There is one other possibility, of course. Oprah. She’s always got a sympathetic ear, unless you do her wrong. (See Frey, James.) Her audience is huge, heart-on-the-sleeve-wearing, inclined to believe the best about you and the worst about them. Maybe she can’t redress the wrongs you’ve suffered, but at least she’ll give you a hug and a shoulder to cry on. And there’s always the chance you’ll get a few minutes of fame, and maybe a book or movie deal. How good is that – a chance at the money, and you don’t even have to go through the trial lawyers to get it. Remember in Three Days of the Condor how Robert Redford goes to the New York Times to expose our corrupt government? Forget that; the Times is so passé. Oprah is the crusading journalist of our time.

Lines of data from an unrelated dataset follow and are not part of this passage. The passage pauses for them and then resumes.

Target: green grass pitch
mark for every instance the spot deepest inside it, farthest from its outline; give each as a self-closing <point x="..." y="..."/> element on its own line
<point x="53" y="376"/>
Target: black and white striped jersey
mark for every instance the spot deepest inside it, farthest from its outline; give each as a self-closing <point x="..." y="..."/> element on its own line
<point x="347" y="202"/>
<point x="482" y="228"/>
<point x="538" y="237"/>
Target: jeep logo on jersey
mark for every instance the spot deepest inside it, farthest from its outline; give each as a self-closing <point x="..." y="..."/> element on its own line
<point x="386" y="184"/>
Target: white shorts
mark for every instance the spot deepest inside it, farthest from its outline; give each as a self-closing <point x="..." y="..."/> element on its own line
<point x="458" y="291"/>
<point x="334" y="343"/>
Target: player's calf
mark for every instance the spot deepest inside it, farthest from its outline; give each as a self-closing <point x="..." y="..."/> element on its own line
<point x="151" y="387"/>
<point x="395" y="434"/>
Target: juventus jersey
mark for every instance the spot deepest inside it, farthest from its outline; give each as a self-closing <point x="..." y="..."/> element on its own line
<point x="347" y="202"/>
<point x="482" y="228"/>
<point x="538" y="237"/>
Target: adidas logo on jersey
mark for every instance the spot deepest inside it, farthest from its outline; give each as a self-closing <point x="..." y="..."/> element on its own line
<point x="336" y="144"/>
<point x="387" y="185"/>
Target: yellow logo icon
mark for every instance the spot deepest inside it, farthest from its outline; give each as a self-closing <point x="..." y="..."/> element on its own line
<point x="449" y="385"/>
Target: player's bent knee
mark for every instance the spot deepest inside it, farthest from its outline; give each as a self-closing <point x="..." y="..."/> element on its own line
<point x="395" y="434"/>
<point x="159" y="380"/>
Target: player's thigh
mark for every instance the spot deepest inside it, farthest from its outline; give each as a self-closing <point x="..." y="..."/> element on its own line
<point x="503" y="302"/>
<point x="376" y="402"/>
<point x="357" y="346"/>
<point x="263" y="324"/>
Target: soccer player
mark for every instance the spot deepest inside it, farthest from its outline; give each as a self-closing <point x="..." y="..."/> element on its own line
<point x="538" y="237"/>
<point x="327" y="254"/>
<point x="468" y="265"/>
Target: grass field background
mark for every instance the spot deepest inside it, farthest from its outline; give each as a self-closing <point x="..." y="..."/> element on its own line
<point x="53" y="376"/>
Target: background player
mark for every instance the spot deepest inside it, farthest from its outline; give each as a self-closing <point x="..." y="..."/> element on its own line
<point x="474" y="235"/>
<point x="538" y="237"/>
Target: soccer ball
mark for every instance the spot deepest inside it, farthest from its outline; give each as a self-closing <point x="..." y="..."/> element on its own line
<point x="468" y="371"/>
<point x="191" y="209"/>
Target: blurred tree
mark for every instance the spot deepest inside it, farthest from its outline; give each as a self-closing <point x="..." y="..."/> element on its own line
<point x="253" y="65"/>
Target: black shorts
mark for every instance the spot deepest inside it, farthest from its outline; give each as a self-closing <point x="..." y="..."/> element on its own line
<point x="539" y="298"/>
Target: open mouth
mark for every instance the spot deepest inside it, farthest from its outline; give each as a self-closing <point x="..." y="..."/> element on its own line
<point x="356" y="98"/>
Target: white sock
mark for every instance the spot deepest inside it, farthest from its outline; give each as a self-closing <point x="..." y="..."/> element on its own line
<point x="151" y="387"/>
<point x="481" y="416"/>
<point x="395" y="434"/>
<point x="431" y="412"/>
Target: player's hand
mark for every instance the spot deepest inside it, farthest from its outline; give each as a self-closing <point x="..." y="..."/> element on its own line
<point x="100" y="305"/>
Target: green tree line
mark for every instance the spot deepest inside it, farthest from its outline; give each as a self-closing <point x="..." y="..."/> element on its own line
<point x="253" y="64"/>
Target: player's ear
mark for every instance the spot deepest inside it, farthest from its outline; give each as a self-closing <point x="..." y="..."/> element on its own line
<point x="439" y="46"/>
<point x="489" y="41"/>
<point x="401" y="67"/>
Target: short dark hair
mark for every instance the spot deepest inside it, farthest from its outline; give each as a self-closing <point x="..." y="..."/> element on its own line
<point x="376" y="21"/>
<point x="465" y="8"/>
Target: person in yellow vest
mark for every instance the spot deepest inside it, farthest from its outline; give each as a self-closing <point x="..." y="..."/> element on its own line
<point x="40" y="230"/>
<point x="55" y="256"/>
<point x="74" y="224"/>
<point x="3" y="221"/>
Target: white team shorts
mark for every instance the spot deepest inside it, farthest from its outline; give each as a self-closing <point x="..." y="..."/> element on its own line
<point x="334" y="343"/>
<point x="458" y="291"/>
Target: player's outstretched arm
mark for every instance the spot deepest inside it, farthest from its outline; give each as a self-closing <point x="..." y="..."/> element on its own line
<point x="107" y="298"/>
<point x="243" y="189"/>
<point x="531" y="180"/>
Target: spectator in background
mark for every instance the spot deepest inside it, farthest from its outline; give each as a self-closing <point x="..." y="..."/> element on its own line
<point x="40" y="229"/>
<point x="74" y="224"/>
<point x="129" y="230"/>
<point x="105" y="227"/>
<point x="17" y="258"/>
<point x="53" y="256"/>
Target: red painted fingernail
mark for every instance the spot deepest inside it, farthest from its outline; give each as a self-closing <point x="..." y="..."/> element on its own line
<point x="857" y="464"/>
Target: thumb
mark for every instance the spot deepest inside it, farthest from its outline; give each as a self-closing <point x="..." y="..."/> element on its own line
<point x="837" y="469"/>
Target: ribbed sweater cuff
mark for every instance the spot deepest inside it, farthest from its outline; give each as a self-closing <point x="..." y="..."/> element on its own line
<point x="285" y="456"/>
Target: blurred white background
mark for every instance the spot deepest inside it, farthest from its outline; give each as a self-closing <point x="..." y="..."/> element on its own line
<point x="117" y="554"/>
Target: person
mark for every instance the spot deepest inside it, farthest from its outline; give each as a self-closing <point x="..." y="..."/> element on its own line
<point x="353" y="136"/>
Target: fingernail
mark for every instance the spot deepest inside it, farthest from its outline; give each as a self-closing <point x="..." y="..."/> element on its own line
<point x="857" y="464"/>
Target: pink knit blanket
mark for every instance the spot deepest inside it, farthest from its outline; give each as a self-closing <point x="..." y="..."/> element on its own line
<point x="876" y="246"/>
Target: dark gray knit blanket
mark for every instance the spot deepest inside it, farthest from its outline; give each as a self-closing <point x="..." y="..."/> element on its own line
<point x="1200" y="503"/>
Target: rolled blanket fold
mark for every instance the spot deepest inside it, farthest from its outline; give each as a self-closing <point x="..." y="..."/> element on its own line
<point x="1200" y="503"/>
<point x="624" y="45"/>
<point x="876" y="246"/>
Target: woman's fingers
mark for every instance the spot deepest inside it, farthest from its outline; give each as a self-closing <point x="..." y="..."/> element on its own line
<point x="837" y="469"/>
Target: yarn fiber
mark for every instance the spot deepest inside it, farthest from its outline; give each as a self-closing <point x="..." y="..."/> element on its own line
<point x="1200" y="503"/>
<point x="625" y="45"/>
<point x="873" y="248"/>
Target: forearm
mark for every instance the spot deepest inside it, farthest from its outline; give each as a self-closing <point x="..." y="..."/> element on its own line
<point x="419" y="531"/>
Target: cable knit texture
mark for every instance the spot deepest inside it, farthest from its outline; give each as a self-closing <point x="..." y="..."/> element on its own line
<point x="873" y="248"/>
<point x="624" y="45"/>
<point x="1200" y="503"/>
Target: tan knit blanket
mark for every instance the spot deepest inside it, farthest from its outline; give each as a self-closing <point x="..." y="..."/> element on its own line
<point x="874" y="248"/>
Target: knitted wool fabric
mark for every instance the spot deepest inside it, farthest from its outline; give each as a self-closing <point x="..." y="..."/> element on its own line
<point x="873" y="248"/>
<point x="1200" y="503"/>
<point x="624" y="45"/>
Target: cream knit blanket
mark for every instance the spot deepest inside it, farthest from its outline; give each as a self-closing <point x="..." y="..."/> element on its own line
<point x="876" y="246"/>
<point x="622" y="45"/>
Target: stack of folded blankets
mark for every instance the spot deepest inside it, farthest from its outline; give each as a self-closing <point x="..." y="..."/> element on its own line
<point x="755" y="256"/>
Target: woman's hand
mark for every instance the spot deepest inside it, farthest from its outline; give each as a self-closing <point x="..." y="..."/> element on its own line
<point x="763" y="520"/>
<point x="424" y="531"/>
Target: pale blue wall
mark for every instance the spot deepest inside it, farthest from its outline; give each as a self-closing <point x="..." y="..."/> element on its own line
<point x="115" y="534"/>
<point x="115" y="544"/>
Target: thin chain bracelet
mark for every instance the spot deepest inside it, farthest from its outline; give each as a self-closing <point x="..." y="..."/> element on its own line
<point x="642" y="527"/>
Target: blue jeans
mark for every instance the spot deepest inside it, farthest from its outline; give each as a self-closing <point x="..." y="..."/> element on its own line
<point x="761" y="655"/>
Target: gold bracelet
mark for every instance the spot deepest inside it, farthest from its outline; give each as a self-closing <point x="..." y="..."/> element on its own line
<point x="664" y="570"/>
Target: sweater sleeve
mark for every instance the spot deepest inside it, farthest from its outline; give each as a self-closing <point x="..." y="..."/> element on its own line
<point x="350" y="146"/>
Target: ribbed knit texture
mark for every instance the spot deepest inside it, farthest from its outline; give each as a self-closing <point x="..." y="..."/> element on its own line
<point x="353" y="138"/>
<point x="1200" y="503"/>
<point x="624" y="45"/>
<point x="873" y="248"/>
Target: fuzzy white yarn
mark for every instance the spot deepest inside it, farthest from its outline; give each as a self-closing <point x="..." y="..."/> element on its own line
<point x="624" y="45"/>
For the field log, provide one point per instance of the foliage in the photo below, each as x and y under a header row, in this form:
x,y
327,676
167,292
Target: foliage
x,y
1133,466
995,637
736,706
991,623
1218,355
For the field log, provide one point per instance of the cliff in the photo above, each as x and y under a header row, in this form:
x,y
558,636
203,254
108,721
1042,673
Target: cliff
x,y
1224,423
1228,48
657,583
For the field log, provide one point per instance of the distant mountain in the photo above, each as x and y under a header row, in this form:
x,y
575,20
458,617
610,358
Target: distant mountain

I don’t mean for this to sound too cynical, although it undoubtedly is the product of a cynical age. It’s just that the times have in fact changed. Not necessarily for the better, or the worse; Willie Stark was hardly a bargain, as is usually the case once someone gets that first taste of power and finds he likes it. It’s just that we don’t look to the crooked politicians anymore, but to the ambulance chasers.

So when we demand answers, when we call on someone to do something, when we ask, “Where’s the outrage?” we’d better be careful what we ask for. We might just wind up with Willie Stark. Or John Edwards. Or even Oprah. Which one is worse? You be the judge.